A propos de ces mesures manquantes ou lacunaires, on ne peut donc que se féliciter de la parution du rapport sur la 5e campagne de mesure des nitrates dans les eaux bourguignonnes, rapport coordonné par la Direction régionale de l’environnement, de l’aménagement et du logement (DREAL). Le réseau de suivi des eaux superficielles et souterraines est très loin d’analyser chaque masse d’eau (comme nous devrions le faire pour le rapportage de la Directive cadre sur l’eau 2000), notamment les ruisseaux, bras morts et petits affluents importants pour la biodiversité, mais il donne au moins une idée de l’évolution des impacts pour les nitrates.

Entre 1992 et 2013, l’état de la contamination par les nitrates ne s’améliore que très lentement, et parfois se dégrade, ce qui indique un effort insuffisant
En région Bourgogne, on relève que seuls 21 % des points de surveillance sont de bonne qualité avec une concentration moyenne en nitrates située dans la classe [2­-10 mg/l] alors que 60% des points de surveillance sont dans la classe de contamination moyenne [10-­25 mg/l]. Pour les eaux superficielles, on constate au graphique ci-contre que les teneurs moyennes et maximales n’évoluent que lentement depuis la première campagne de mesure de qualité de 1992.

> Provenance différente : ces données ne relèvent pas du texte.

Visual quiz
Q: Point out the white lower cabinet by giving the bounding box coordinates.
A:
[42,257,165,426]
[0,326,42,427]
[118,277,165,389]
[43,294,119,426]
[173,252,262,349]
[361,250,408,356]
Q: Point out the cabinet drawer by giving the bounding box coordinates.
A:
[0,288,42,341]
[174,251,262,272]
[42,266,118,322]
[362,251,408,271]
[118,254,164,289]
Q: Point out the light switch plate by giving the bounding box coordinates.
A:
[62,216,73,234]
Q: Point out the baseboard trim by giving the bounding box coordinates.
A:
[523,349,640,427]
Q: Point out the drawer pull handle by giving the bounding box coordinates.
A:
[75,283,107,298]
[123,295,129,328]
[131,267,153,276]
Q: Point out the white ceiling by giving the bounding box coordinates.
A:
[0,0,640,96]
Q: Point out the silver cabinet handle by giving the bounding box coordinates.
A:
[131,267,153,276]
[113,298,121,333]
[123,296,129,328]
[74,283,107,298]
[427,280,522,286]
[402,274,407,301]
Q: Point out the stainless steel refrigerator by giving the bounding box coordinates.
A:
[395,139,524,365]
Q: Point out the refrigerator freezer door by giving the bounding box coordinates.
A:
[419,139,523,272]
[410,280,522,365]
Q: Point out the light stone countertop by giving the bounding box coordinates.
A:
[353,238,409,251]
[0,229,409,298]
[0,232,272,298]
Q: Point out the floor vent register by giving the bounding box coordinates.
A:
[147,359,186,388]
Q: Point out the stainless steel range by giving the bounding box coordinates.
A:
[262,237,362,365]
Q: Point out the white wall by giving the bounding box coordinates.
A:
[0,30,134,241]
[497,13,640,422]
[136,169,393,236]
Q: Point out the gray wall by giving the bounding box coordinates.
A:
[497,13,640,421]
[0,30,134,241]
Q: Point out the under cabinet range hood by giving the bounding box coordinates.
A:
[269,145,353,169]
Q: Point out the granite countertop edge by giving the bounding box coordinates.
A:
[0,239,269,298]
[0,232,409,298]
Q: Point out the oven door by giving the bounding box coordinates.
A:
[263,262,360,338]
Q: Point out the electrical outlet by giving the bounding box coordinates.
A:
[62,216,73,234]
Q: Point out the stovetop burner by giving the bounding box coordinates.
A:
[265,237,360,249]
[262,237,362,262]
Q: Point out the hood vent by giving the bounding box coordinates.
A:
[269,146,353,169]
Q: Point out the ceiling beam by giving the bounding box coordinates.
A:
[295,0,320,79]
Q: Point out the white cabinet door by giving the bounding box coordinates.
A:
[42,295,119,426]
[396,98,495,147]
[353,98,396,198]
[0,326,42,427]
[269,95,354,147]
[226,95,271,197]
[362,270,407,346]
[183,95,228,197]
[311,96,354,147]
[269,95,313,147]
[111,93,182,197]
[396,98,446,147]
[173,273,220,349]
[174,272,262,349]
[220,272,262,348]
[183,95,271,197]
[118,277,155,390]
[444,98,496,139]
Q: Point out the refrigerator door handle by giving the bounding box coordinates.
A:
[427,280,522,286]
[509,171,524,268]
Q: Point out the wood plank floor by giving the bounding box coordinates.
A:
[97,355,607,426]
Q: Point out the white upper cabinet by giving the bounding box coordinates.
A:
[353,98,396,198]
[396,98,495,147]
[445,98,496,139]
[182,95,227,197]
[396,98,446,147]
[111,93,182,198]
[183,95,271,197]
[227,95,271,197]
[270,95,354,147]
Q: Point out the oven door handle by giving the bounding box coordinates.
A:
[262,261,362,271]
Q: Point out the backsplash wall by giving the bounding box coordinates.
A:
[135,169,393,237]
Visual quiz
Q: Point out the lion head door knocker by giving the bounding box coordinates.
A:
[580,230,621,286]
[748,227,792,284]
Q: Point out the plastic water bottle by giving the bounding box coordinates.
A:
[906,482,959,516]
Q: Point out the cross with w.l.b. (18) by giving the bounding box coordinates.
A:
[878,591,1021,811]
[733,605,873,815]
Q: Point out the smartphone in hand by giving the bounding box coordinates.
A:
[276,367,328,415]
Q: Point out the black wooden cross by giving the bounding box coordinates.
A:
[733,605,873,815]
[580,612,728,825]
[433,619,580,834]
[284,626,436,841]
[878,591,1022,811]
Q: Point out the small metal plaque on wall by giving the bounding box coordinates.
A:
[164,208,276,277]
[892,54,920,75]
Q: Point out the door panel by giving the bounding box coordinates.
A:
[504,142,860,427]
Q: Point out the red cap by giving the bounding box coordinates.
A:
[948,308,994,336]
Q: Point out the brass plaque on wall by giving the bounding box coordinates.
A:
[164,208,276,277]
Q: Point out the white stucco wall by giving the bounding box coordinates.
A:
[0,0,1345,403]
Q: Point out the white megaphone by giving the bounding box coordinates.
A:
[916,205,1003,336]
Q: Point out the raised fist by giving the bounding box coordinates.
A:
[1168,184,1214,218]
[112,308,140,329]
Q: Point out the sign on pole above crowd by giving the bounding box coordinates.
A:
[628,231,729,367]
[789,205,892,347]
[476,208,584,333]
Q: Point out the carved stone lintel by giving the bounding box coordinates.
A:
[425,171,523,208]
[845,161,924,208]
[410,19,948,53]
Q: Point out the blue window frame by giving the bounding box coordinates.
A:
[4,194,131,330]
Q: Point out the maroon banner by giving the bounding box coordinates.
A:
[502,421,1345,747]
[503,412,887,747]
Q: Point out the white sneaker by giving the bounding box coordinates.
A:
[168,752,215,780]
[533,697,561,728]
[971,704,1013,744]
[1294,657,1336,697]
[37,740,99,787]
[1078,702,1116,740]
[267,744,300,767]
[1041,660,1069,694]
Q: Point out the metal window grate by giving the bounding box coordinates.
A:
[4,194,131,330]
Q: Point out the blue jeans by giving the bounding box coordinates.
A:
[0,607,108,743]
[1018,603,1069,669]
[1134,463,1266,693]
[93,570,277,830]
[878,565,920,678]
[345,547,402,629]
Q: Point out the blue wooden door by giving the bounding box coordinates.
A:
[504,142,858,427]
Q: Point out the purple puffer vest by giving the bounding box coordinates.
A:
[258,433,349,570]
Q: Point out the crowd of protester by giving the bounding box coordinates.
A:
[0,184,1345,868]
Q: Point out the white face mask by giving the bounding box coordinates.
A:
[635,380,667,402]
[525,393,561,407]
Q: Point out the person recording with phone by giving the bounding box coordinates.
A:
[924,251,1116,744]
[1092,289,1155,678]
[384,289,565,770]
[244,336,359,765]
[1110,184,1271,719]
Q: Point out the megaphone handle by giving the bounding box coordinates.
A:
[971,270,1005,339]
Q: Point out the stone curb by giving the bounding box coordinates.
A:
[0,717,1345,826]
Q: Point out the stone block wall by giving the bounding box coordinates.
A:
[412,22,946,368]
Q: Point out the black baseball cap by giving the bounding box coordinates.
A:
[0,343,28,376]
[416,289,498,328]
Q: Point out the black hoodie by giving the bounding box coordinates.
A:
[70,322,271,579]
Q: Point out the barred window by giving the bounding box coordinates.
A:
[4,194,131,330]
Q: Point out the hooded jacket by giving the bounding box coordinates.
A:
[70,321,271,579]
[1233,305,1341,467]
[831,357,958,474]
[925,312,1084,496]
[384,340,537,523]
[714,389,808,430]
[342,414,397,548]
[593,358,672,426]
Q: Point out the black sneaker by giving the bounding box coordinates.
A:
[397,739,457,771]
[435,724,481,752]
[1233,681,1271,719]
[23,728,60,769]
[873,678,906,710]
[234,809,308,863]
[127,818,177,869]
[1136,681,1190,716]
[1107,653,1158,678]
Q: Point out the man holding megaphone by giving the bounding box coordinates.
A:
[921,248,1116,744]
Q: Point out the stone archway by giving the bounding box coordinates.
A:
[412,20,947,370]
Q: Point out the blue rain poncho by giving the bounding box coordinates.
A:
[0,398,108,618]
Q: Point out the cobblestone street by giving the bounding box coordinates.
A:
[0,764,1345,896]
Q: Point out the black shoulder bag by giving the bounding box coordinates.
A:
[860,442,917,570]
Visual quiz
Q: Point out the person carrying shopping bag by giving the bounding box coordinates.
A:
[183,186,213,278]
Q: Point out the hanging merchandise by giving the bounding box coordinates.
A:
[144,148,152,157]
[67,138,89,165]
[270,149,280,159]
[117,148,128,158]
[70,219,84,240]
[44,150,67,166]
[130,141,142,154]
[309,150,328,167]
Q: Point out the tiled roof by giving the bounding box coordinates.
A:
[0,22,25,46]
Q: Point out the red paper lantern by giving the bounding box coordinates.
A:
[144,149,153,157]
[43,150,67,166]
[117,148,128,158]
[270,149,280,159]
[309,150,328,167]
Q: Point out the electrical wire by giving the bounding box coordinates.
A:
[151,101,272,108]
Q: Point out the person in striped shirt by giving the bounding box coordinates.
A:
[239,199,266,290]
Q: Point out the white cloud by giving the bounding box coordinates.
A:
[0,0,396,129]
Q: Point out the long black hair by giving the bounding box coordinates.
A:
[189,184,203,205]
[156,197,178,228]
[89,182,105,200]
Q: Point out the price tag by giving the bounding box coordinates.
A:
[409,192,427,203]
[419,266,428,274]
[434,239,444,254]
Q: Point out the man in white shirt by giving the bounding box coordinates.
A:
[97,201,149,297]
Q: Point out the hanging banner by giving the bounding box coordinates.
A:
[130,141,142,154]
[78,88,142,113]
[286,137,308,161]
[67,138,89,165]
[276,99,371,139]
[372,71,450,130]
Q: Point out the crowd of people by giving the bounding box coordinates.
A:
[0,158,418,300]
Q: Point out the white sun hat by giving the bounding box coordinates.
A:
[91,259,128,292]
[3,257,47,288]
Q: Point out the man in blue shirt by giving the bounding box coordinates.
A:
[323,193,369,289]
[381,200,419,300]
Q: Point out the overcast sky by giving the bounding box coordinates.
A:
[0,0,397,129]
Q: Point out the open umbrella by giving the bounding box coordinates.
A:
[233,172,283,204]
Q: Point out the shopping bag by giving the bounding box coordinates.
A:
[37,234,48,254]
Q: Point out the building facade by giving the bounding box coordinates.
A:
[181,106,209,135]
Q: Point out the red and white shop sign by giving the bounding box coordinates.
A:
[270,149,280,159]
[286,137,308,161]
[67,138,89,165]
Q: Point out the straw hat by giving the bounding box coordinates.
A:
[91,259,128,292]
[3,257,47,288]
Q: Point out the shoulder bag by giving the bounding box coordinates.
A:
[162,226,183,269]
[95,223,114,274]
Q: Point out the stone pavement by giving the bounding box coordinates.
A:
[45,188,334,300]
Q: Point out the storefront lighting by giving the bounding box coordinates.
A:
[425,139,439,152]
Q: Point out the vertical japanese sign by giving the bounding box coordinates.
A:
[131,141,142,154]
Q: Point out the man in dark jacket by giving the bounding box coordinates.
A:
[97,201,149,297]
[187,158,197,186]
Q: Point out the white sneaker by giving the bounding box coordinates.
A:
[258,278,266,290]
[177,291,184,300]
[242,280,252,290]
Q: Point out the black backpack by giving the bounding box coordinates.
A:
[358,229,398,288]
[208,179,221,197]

Ces résultats montrent de nouveau l’effet très modeste des mesures engagées contre les pollutions chimiques des eaux. On peut s’interroger de la pertinence de certaines opérations de restauration hydromorphologique qui ont un coût non négligeable et qui interviennent alors que le problème de base des pollutions diffuses n’est toujours pas réglé. D’autant que les dérivés azotés ne sont que quelques-unes des 50 substances que nous sommes censés éliminer de nos masses d’eau.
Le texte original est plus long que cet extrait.